How this mistake could have occurred? It suggests that there is a deadline issue at Microsoft that is running directly counter to their needs for quality in delivery of standards.
It would be highly ironic if the Implementers Notes system actually has been their undoing. Normally it would be beyond credibility that no-one would have opened up the ODF 1.1 specification when implementing ODF 1.1 and therefore noticed the problem. But I wonder whether they sliced it into pieces, as HTML or whatever, as part of their implementation tracking system, and always referred to that? Speculation, but stranger things have happened. ODF 1.1 needs to be part of their regression tests.

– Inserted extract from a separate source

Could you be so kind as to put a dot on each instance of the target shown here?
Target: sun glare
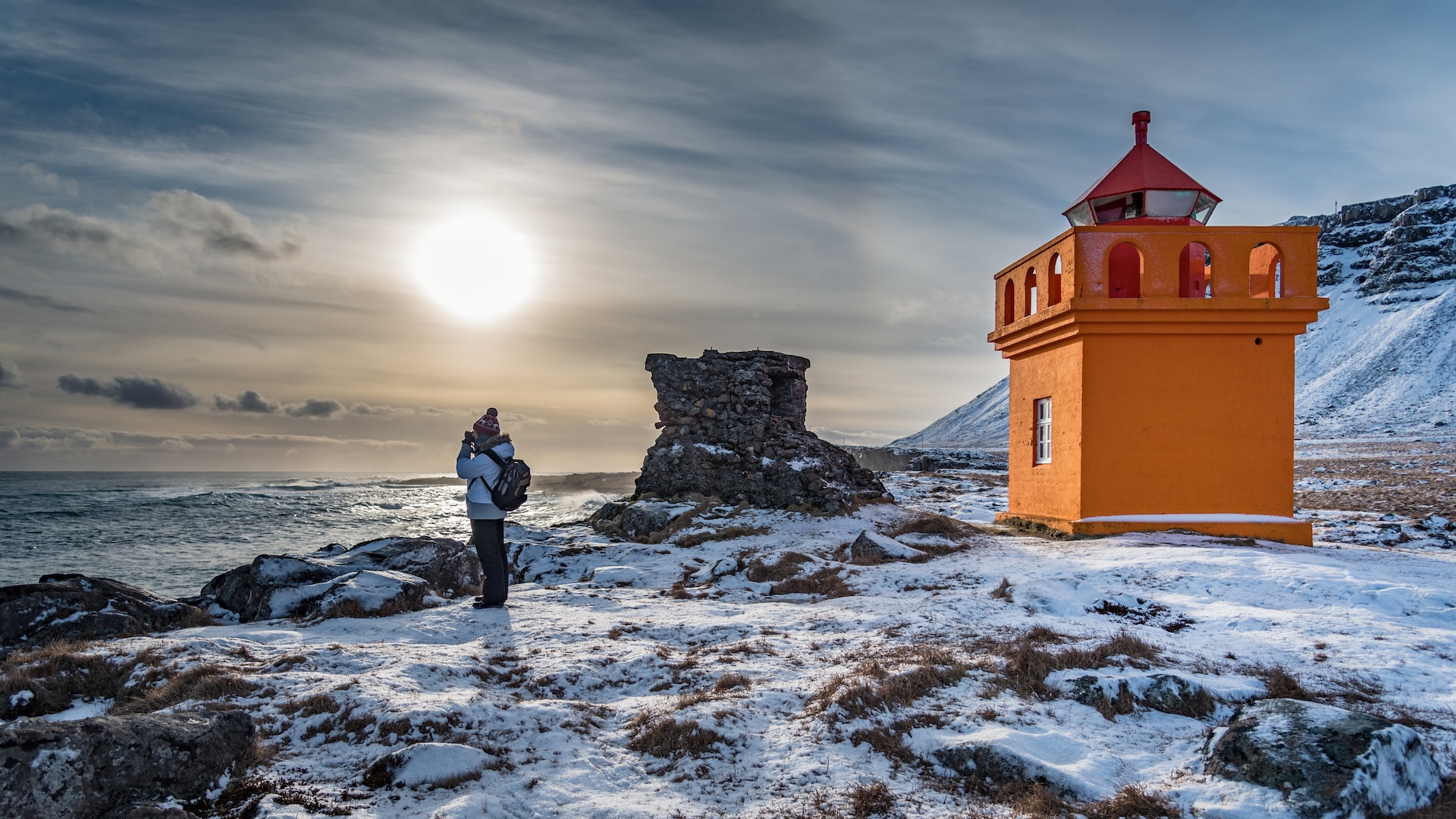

(I didn't trace through the reason for the lack of line numbers on schema fragments. The implementers notes for ODF mention that Office supports this feature, so it looks like a bug or incompleteness.)
How to fix
Actually the fix is trivial.
In the Home tab of the Ribbon, click on the little box at the bottom of the Styles chunk. This will open the styles list on the left side of the document.
Click your mouse in the offending heading at
1.1 Notation to move the cursor there. The Heading 2 style will be highlighted in the Styles list.
Right-click on Heading 2 and select modify. A box will come up to say what the style is. In the Format button at the bottom, select Paragraph, then the Line and Page Breaks tab. Deselect Page Break Before and save your way out.
This will not only make Heading 2 correct, but fix all the other headings derived from it.
The page count now? A credible 681, only 39 different from the Open Office.
ODF as a Get-Out-Of-Jail-Free Card
While it takes a few steps, it looks like the standard is clear here. Obviously the SP2 behaviour is different from OpenOffice, and doesn't follow the ODF standard for what the markup says.
And now comes the ODF killer. Just when I thought everything was simple, the ODF 1.1 standard's shoddy (in patches) drafting and poor review kicks in. I left out the second paragraph of ODF 1.1 s 15.5.22 on
break-after. It says:
These two properties are mutually exclusive. If they are used simultaneously, the result is undefined.
Now, I bet that this was supposed to mean that if the previous paragraph had a break-after and the current one has a break-before, then it is application-defined what happens. (This alone is enough to make pagination problems enough to fail my Publishing quality criteria above, even if we have conforming implementations. But it does reflect the reality that different systems have different resolution mechanisms that are sometimes difficult to override.) But that is not what it says.
And, sure enough, when we look again at style
Heading_20_2 it does indeed have settings for both break-before and break after. This is a get-out-of-gaol-free (jail) card for implementers, in this case Microsoft, but it can be someone else next time.
Standards are difficult. They require review and maintenance, not the blind pressing ahead with new features. A new major implementation of the standard often reveals unsatisfactory parts of the standard. I expect ODF will be improved as more problems or surprises are revealed in Microsoft's implementation and traced to their causes.
But Microsoft should fix
(I welcome corrections and other technical interpretations of what has gone on here w.r.t. interpretation of ODF 1.1, especially ones that are even vaguely plausible. Is there something I have overlooked?)